Limitations & Future Work¶
- Reasoning data is synthesized by LLMs, making its quality dependent on the generator model's understanding of vulnerabilities.
- Tested only on C/C++ code, leaving multi-language applicability unverified.
- The curriculum design of COPO relies on CWE classification, which might lack flexibility for novel vulnerabilities.
Related Work & Insights¶
- vs CodeBERT/UniXcoder: While CodePTMs only learn semantic representations, ReVD learns vulnerability reasoning patterns, breaking through the dilemma of "semantically similar but security-wise distinct" code.

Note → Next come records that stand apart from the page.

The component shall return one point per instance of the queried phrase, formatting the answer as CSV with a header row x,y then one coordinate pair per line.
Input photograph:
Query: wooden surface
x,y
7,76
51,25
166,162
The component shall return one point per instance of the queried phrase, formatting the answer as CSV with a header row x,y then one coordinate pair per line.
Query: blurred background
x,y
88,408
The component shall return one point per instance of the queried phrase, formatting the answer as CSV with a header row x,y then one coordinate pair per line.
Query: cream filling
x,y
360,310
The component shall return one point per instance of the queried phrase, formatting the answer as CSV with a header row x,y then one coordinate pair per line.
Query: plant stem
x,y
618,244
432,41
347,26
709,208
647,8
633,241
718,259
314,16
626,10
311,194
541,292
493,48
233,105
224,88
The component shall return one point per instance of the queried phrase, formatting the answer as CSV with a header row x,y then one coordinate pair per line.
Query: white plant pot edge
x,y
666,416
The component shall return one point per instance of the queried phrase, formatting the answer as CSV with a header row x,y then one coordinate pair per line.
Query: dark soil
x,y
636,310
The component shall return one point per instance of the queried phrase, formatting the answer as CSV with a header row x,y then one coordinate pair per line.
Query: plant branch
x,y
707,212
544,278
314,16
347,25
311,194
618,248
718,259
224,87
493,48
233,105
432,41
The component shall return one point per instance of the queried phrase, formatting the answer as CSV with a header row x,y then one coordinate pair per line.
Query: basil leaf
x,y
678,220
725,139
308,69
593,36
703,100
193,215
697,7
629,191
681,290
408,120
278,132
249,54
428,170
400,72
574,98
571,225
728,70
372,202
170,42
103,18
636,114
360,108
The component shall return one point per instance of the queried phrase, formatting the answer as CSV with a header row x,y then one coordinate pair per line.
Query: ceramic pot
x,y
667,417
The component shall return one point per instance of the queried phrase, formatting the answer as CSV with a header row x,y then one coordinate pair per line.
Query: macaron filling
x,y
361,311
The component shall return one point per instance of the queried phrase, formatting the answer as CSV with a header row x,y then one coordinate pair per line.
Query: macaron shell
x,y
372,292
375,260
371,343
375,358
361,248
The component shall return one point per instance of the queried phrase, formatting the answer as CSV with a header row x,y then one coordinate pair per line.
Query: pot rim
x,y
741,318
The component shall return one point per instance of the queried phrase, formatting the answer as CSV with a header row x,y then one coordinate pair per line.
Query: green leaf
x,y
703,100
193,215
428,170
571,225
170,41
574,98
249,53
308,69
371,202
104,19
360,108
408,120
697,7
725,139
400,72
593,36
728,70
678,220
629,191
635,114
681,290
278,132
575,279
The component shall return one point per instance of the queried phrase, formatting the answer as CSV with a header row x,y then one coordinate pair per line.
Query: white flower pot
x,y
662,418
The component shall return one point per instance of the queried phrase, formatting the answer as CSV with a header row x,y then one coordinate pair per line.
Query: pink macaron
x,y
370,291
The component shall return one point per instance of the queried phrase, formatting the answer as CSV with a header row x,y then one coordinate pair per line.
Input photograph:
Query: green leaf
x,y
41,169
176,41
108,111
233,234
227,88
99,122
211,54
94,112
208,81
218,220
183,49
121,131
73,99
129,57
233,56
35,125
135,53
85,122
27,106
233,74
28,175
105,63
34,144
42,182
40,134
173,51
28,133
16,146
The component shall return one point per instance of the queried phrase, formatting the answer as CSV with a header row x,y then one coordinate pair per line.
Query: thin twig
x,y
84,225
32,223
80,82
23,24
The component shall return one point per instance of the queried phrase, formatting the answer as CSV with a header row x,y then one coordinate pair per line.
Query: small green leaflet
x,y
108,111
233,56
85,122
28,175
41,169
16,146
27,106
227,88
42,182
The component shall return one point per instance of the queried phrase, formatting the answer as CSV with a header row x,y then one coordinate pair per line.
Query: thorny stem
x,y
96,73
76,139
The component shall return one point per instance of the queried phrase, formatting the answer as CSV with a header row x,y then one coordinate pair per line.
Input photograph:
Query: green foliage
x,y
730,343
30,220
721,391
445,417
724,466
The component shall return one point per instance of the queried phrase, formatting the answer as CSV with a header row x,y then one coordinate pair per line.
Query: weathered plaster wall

- vs GPT-4 Zero-shot: Even the strongest commercial models struggle to distinguish subtle vulnerabilities, highlighting the necessity of domain-specific training.
- Offers significant advancement for LLM applications in the domain of code security.
Rating¶
- Novelty: ⭐⭐⭐⭐ The combination of reasoning data synthesis, triplet SFT, and curriculum PO is novel and highly targeted.
- Experimental Thoroughness: ⭐⭐⭐⭐ Evaluated against 9 baselines on two datasets with comprehensive ablation studies.
- Writing Quality: ⭐⭐⭐⭐ Clear motivation of the core problem (the 78.6% failure rate of GPT-4 is highly convincing).
- Value: ⭐⭐⭐⭐⭐ Introduces the first vulnerability reasoning dataset and framework, offering direct practical value for LLMs in code security.